When Biden was inaugurated, I had some hope that bipartisanship would make a comeback. Unfortunately, that hope has faded very quickly. The belief that the Republican Party might significantly alter its course, which one could almost imagine in the aftermath of the Jan. 6 assault on the Capitol, has disappeared, and with it, the possibility of a significant change in the tone of D.C. politics. Though President Trump has left the stage, the basic political dynamic that drove a deep divide between the two political parties has not altered. Only a small number of Republicans have renounced Trump, because the overwhelming majority of the elected officials in the party do not wish to provoke their electoral base. Compromise is gaining little traction with either party. Trust is in short supply. Lawmakers are already looking toward the 2022 midterm elections, with both the House and Senate up for grabs. The game plan for both parties appears set. President Biden and Democrats in Congress will try to move a progressive agenda; Republicans will try to block it, to deny the president and his allies a record on which to run.

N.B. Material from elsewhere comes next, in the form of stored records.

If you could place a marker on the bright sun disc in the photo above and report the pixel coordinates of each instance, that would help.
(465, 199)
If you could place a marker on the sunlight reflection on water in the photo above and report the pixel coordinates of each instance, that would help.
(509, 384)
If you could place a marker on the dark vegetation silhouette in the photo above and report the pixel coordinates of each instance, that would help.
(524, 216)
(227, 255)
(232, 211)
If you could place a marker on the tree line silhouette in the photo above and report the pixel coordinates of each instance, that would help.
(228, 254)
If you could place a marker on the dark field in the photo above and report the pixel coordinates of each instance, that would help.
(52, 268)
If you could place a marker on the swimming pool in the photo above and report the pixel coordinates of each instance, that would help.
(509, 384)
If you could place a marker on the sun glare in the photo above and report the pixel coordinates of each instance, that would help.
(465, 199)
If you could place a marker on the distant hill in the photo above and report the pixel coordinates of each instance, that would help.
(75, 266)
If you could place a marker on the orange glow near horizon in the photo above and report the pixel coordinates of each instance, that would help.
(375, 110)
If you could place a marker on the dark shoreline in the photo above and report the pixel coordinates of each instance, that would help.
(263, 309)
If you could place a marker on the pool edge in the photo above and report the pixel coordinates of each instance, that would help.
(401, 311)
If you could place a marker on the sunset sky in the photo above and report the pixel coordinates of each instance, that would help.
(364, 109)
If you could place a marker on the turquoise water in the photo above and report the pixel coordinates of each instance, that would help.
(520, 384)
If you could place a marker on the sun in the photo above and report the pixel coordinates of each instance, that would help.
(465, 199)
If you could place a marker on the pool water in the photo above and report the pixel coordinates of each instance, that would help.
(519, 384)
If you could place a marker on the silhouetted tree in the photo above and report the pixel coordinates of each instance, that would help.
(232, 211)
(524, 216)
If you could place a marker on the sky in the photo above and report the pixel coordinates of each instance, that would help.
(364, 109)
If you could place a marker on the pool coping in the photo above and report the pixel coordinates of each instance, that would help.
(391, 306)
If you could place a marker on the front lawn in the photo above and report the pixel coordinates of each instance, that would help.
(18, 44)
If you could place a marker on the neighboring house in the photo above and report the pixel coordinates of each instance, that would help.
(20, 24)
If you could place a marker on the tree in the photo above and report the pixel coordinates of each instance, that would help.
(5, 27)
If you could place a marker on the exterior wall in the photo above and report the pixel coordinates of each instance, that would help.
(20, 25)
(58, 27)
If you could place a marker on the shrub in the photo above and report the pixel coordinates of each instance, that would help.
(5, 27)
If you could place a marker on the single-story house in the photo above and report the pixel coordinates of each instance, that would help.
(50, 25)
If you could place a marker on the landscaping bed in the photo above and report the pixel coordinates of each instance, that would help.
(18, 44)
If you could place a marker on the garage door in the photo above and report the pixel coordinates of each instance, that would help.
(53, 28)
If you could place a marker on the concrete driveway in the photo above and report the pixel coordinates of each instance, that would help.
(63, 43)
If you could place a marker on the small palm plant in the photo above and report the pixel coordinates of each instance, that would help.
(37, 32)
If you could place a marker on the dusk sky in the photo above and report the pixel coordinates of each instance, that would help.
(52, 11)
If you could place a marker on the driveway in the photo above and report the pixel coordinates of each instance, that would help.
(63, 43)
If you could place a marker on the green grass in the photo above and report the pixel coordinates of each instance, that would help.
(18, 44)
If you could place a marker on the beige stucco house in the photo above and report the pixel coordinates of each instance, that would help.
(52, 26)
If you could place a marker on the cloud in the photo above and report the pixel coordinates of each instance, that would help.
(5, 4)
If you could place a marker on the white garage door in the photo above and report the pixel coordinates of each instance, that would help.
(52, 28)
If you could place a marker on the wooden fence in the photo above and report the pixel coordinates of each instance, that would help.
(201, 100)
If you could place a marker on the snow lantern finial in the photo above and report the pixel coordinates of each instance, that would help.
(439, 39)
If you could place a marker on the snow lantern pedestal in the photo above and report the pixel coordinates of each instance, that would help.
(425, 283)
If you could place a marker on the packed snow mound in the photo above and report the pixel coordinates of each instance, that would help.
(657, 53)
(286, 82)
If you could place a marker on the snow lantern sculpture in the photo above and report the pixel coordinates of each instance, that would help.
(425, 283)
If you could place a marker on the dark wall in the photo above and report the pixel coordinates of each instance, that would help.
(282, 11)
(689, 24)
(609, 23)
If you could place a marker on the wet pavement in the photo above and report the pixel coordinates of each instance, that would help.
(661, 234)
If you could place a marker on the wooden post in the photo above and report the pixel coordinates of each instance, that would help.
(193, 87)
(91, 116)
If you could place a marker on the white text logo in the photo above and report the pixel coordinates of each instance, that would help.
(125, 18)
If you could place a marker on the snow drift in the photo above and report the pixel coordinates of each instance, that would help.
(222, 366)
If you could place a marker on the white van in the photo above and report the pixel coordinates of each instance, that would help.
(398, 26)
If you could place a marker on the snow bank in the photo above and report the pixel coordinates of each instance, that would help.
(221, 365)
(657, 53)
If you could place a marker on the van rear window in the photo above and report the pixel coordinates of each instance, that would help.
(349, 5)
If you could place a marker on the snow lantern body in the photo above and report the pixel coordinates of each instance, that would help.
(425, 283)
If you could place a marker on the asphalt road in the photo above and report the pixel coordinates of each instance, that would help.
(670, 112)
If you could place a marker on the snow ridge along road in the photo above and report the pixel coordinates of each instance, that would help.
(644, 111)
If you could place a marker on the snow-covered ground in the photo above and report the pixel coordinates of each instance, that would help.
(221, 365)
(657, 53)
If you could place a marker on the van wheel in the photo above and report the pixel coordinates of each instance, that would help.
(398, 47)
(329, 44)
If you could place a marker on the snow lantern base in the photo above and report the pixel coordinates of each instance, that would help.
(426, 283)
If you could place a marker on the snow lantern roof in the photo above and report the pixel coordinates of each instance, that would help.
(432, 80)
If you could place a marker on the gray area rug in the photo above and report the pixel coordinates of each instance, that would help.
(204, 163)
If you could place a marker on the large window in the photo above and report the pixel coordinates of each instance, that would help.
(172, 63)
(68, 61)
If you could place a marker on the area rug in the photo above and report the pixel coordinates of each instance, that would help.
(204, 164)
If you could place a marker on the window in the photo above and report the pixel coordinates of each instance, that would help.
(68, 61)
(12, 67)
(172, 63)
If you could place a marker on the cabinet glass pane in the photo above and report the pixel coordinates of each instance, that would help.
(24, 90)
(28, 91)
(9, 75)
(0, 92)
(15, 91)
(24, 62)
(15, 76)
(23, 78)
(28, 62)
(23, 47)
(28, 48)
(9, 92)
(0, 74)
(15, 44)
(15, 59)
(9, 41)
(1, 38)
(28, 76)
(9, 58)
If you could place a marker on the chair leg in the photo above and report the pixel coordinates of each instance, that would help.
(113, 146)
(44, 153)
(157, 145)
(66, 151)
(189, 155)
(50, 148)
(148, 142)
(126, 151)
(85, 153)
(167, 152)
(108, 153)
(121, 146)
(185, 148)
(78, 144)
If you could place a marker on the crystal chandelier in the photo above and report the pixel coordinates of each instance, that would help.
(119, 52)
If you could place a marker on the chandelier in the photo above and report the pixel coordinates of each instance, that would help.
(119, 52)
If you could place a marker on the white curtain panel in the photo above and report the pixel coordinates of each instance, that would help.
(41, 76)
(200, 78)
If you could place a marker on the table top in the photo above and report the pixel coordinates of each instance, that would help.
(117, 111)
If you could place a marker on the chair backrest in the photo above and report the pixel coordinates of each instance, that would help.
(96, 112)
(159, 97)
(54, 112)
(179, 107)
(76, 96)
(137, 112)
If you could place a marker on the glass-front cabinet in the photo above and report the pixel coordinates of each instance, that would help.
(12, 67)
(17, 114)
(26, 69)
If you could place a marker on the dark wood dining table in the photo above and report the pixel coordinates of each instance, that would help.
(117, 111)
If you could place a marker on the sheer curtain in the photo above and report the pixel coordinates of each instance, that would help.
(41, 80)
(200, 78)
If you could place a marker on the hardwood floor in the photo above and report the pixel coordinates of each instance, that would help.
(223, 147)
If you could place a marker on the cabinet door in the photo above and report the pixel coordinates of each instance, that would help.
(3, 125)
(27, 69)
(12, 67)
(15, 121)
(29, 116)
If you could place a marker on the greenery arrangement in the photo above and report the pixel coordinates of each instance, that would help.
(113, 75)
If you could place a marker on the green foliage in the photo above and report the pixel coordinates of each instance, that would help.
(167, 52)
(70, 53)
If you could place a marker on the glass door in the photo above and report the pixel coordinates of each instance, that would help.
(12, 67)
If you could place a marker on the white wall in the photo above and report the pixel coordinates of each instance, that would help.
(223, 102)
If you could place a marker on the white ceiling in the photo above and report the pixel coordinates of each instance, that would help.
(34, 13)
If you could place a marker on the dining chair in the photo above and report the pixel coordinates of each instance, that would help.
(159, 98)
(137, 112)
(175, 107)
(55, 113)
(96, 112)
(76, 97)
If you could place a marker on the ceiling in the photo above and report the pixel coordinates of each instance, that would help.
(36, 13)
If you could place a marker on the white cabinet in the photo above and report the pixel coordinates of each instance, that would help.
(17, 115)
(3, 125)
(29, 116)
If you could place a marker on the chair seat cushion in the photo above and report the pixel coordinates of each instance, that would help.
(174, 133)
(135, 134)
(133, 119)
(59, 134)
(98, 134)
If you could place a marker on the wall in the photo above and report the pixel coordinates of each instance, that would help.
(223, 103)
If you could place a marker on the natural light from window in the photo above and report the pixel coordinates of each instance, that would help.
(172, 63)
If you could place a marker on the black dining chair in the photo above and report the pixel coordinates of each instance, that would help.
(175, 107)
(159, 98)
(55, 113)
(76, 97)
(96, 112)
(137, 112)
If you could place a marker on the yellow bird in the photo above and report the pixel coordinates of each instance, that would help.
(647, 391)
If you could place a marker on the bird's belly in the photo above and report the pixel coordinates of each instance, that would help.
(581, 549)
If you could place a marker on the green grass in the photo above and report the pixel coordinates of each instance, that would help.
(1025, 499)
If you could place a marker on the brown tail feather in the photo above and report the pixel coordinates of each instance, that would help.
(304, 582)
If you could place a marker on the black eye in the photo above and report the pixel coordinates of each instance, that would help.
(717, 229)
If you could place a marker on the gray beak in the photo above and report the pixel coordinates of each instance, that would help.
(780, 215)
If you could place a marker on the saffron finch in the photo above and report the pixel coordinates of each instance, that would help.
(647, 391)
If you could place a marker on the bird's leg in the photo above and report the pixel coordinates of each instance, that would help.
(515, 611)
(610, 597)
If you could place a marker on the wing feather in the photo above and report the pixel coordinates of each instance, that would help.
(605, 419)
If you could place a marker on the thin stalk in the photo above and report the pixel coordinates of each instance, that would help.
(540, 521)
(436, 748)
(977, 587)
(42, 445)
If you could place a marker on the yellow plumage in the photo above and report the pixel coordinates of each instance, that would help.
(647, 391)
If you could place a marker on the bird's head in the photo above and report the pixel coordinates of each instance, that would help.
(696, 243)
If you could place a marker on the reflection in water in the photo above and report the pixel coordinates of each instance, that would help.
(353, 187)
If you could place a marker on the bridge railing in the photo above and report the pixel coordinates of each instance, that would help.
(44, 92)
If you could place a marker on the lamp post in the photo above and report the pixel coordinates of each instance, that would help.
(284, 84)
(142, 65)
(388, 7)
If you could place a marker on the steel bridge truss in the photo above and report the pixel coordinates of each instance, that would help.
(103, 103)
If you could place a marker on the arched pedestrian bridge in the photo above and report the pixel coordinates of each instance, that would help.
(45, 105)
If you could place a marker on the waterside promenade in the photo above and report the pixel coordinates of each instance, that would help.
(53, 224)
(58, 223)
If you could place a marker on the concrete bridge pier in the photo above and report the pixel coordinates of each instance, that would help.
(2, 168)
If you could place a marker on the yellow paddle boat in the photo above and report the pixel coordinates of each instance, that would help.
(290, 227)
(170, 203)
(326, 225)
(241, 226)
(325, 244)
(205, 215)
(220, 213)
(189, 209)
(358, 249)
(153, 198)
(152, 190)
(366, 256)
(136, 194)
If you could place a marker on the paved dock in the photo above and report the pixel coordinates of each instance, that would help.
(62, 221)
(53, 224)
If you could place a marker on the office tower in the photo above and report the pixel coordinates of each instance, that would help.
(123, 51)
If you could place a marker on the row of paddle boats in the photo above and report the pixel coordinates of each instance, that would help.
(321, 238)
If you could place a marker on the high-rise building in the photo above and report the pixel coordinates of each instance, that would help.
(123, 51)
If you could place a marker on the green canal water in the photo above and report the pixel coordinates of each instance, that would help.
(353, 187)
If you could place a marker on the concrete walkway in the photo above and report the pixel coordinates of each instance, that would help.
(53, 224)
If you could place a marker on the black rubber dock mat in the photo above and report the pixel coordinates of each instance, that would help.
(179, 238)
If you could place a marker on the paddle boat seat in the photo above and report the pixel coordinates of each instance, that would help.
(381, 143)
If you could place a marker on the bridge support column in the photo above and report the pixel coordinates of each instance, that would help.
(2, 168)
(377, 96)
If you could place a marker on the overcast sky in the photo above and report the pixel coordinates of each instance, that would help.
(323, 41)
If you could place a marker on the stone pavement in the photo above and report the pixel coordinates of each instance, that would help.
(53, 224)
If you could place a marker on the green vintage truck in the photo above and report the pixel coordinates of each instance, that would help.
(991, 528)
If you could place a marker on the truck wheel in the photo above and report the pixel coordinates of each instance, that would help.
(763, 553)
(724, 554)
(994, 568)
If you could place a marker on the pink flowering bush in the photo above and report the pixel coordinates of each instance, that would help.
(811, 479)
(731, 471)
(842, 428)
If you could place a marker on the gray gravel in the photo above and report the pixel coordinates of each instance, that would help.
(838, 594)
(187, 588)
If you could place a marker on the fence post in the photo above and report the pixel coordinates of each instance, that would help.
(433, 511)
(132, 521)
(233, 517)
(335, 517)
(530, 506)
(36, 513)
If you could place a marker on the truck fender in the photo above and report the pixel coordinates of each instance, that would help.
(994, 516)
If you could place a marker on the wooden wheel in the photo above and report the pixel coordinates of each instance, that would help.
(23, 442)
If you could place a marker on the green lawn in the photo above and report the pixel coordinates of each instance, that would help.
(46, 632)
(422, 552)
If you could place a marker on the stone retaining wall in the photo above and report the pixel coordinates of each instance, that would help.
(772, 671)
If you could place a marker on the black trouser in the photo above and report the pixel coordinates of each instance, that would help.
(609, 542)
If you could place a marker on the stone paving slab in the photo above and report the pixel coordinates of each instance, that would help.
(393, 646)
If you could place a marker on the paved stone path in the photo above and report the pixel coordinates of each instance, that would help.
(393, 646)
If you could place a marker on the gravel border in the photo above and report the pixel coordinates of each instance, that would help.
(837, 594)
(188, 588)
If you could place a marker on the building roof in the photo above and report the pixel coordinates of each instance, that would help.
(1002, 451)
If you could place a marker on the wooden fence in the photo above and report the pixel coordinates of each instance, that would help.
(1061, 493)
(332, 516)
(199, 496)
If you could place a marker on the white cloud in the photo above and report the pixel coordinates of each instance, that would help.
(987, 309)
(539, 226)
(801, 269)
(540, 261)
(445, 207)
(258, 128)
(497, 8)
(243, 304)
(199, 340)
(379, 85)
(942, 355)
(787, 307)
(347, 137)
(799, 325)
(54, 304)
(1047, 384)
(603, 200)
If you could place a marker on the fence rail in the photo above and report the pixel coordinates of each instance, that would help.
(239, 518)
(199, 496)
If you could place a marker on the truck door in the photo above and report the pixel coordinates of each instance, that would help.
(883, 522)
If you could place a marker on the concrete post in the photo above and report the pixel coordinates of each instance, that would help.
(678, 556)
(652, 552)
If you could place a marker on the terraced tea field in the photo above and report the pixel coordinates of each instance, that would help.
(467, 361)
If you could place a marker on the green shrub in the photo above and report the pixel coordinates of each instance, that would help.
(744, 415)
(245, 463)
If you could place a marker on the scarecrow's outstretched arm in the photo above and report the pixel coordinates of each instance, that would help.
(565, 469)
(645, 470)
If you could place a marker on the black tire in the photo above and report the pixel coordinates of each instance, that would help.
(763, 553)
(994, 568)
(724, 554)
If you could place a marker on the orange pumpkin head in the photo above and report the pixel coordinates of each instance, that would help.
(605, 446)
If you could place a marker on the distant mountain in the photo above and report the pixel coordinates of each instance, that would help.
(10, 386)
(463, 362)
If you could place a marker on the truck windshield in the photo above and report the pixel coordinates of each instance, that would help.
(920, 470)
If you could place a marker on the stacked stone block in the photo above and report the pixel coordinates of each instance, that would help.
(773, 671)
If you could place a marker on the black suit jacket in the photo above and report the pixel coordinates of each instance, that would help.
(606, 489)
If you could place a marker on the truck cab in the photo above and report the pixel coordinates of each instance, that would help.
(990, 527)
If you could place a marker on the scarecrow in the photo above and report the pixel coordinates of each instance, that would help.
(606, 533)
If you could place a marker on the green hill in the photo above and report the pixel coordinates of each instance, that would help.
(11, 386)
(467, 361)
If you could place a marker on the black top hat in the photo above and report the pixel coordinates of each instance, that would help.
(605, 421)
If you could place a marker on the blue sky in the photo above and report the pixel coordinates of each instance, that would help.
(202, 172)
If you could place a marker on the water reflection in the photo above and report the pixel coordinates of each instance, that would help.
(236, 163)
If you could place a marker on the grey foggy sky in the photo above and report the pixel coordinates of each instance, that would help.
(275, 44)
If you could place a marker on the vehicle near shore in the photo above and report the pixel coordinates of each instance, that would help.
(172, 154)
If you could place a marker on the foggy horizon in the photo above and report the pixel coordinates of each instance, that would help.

This dynamic will have decisive impact on the higher education landscape for the next two years. The odds that a sufficient number of Republican senators will sign on to major debt relief or free four-year college are very low. Congress may be able to expand the size of the Pell Grant, a popular program not clearly associated with either party, and to focus more attention and resources on workforce upskilling and retraining delivered through community colleges. It is even possible that tuition-free community college degrees could take hold, if the president puts a lot of lobbying weight behind the idea and republicans come to believe it is essential to the economy. But no transformative program on the scale of the 1944 GI Bill, like that announced in Biden’s campaign, appears to be in the cards. That may need to wait for a more decisive election in the future.